Okay, well it’s hard to really pinpoint the actual first bicycle, but I spent a good part of the day reading (outside!) this really interesting book for a class (that I probably should have read a long time ago) called Of bicycles, bakelites, and bulbs: Toward a theory of sociotechnical change by Wiebe Bijker and in the first section, he describes the history and erratic development of the bicycle. This is one of the first from 1791:

hehehe
Notice how it doesn’t have pedals or anything. The man has to sit and push with his feet. Can you imagine seeing a guy in a suit pushing himself around on that today? That would be pretty funny. Which is sort of the point of the book, to show how technology haphazardly develops and is affected and affects different social organizations. It’s not this linear evolution with a singular purpose and a singular inventor where things just keep getting better and better. See, this was one of the first, but then for about 100 years, the “high-wheelers” were popular, because you could sit high and look like a dare-devil.

high-wheeler
People just couldn’t understand why anyone would want a bicycle with two of the same sized wheels; so ugly and uncouth. It seems funny to us now, but I’m sure in 100 years we will seem awfully funny to someone else. Although the author does think that there comes a point where technologies stabilize and while it is possible for change after that, it’s slim. So, maybe our bicycle is here to stay?

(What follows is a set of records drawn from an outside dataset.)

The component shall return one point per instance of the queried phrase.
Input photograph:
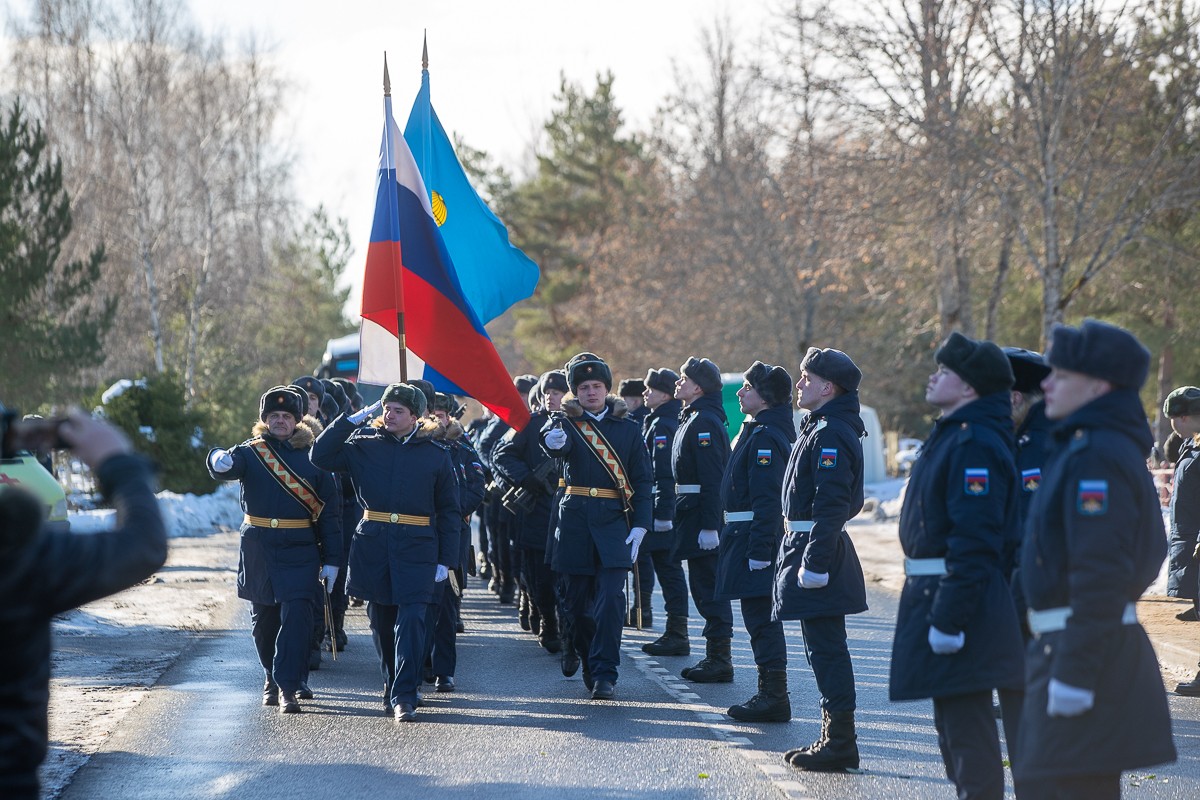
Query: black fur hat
(834, 366)
(663, 380)
(283, 398)
(1101, 350)
(587, 366)
(705, 373)
(981, 364)
(773, 384)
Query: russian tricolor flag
(411, 277)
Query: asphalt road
(516, 728)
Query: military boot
(717, 666)
(771, 704)
(835, 751)
(673, 641)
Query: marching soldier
(754, 528)
(603, 516)
(288, 537)
(699, 455)
(957, 636)
(409, 533)
(819, 579)
(1095, 702)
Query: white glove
(635, 537)
(359, 417)
(220, 461)
(813, 579)
(1067, 701)
(329, 575)
(556, 438)
(945, 644)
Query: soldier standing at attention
(819, 579)
(409, 533)
(603, 516)
(286, 537)
(699, 455)
(754, 528)
(1095, 702)
(957, 635)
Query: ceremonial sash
(292, 483)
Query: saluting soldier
(699, 455)
(289, 539)
(957, 636)
(754, 528)
(819, 578)
(1095, 702)
(409, 533)
(603, 517)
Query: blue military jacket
(699, 455)
(592, 531)
(751, 482)
(823, 485)
(277, 564)
(1095, 542)
(658, 429)
(960, 505)
(394, 564)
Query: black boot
(835, 751)
(771, 704)
(717, 666)
(673, 641)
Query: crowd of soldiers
(1030, 527)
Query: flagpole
(394, 215)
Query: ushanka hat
(283, 398)
(773, 384)
(834, 366)
(587, 366)
(408, 396)
(1101, 350)
(981, 364)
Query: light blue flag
(492, 274)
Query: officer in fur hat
(754, 529)
(409, 533)
(289, 537)
(957, 636)
(1095, 703)
(603, 516)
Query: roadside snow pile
(186, 515)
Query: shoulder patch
(1093, 498)
(975, 481)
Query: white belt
(1048, 620)
(918, 567)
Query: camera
(36, 435)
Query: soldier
(754, 528)
(819, 579)
(603, 516)
(288, 537)
(409, 533)
(1095, 702)
(657, 555)
(957, 636)
(699, 455)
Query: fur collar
(301, 438)
(616, 407)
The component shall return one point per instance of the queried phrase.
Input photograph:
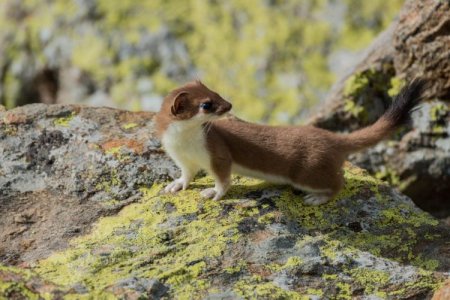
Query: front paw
(174, 187)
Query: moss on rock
(187, 243)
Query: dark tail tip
(399, 113)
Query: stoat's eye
(206, 105)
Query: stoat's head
(195, 101)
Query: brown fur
(306, 157)
(183, 103)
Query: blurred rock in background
(273, 59)
(417, 159)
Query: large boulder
(416, 160)
(82, 216)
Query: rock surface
(418, 160)
(64, 168)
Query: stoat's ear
(179, 103)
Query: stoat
(197, 132)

Anyway, this book had some good connections to my work. The point is that the technology is not just simply the technology, it doesn’t have an essential nature, it has much to do with how people use it, construct it, understand it, accept it, reject it, etc. It makes me think of blogs. They’ve been taken up in multiple ways by journalists, geeks, mothers, me, etc. Also, just like how people are afraid of everything being “too public” on the internet, or of txt speech, or of losing “real” connections with each other, or of any of several other fears generated by things like blogs, the bicycle had the same aura of fear by some. “”Bicyclists’s face,” this expression was called, and newspapers predicted a generation with hunchbacks and tortured faces as a result of the bicycle craze (Thompson, 1941: 18) (p. 38)” Apparently they were hard to ride, so people made awful faces as they learned to ride. But, on the other hand, check this out:
“The bicycle: the awakening of a new era. The town comes into the village, the village comes into the town, the separation comes to an end, town and village merge more and more. Cyclisation: the era of the bicycle, that is the new time with richer, broader and more mobile civilisation, a back to nature which however keeps all advantages of culture (p. 40).”

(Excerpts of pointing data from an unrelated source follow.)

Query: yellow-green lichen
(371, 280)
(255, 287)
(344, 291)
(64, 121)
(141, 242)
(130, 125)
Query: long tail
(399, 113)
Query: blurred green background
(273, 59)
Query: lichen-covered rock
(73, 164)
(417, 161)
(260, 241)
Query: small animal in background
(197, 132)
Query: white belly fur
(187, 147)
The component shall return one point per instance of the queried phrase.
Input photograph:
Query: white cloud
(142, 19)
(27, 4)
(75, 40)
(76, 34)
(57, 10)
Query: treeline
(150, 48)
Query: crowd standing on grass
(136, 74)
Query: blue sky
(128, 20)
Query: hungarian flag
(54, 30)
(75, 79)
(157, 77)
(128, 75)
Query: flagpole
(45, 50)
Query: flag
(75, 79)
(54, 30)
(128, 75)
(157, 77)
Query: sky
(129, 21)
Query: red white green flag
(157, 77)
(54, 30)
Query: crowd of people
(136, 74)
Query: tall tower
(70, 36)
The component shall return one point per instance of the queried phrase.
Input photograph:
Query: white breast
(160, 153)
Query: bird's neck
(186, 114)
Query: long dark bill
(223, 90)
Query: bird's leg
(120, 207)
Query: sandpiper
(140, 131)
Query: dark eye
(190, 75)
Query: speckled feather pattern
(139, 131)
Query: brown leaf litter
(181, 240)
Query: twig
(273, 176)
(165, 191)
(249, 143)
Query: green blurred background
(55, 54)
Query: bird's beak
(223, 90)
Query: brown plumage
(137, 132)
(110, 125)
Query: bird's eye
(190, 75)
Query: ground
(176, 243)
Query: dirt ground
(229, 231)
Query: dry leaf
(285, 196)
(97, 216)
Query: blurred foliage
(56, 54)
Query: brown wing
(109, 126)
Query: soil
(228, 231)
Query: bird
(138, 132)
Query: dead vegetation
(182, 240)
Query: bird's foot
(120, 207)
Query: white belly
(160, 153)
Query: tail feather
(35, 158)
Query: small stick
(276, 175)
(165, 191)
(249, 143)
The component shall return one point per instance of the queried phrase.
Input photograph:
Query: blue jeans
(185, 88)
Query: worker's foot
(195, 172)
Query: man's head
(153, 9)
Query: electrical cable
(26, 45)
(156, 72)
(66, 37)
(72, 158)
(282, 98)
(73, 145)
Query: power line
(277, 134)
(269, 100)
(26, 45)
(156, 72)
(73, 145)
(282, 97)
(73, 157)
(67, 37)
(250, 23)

Doesn’t that sound familiar? The internet will change the world, but the internet is also dangerous! Here’s another interesting quote:
“Pedestrians backed almost into the hedges when they met one of them, for was there not almost every week in the Sunday newspaper the story of some one being knocked down and killed by a bicycle, and letters from readers saying cyclists ought not to be allowed to use the roads, which, as everybody knew, were provided for people to walk on or to drive on behind horses. (Thompson, 1941: 18) (p. 41).”

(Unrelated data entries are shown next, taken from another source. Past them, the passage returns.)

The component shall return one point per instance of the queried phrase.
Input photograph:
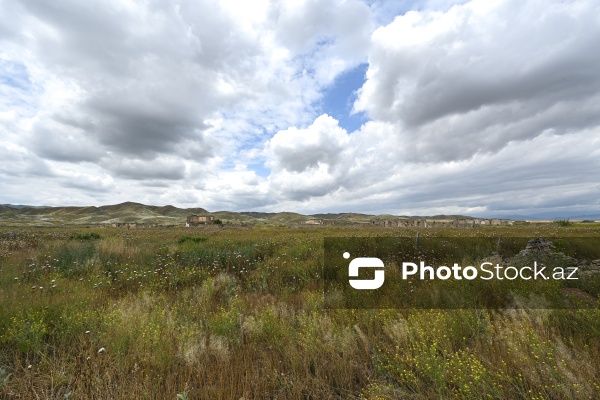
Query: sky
(482, 107)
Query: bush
(563, 222)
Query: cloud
(485, 107)
(483, 74)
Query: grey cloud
(137, 169)
(478, 84)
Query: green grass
(239, 313)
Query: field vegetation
(220, 313)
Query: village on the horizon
(135, 215)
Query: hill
(130, 212)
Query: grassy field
(238, 313)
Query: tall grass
(238, 314)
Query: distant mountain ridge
(129, 212)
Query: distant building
(313, 221)
(195, 220)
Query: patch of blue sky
(14, 75)
(338, 98)
(386, 10)
(259, 169)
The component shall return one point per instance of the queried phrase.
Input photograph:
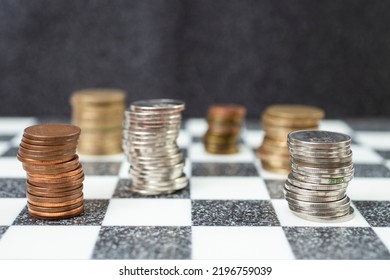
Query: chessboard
(232, 208)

Who knew that the innocent, childhood favorite could be so deadly? This quote reminds me of the Dateline series To Catch a Predator, that epitomized the fearful discourse that surrounds the internet. That, and all of the stories that you hear about teachers being fired over myspace of facebook, or bullying occurring in those same spaces, or kids spending their whole lives online, etc. In the book then, the author found that the next logical step against the dangers of the bicycle were ordinances and rules. This reminds me that when I was in teaching in Lakota Local Schools, all blogs and social networkng sites were uniformly blocked, as they are in many districts. Businesses and government agencies are also setting out guidelines for their employees as they begin to use these technologies. But, Bijker would say that it’s dangerous to assume that a technology is good or bad in and of itself. It’s really more about the social construction of the technology, the mapping of the many uses and detours that happen along the way. What we end up isn’t necessarily the best, finished product, but a negotiation on many levels. Good stuff.